In the last section, I gave some examples of a parameter that accepts or requires inputs. An example of a parameter that does not require any input value is the ‘Recurse’ parameter found in the Get-ChildItem cmdlet.
The Get-ChildItem cmdlet displays the items and child items in one or more specified locations. If the item in question is a container (a folder for example), Get-ChildItem retrieves the items inside the container.
The items inside the container are known as child items.
By default, Get-ChildItem retrieves only items in the main container. However, if you wish to retrieve information about items in all child containers, use the ‘Recurse’ parameter.
To illustrate the concept of parent and child containers, note the folders in the “D:\G-Drive-P” in this screenshot.
The Get-ChildItem Cmdlet can display the items in the G-Drive-P folder. However, if we run the command, without specifying the ‘Recurse’ parameter, the Get-ChildItem only displays items in the “D:\G-Drive-P” folder.
Alternatively, to display all items in the top folder and all sub-folders, specify the ‘Recurse’ parameter.
Get-ChildItem -Recurse "D:\G-Drive-P"
The last command with the ‘Recurse’ parameter illustrates a parameter type called ‘switche’ parameter.

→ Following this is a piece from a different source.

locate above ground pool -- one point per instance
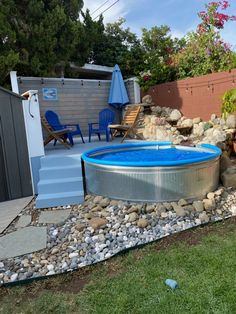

Note that, unlike the other parameter we discussed earlier, the ‘Recurse’ parameter does not require an input.
PowerShell Command Completion
In this part of PowerShell tutorial 1, you will learn about a very useful PowerShell Cmdlet feature – Command Completion.
Command completion functionality of PowerShell provides it with the ability to auto complete commands for you. When you type a portion of a cmdlet and press the tab key, the shell completes the command for you.
Command completion can be used for cmdlets as well as parameter completion.
For example, assuming you wish to find the Get-Command cmdlet but you have forgotten the full name of the cmdlet. You could type Get-Co then hit the tab key.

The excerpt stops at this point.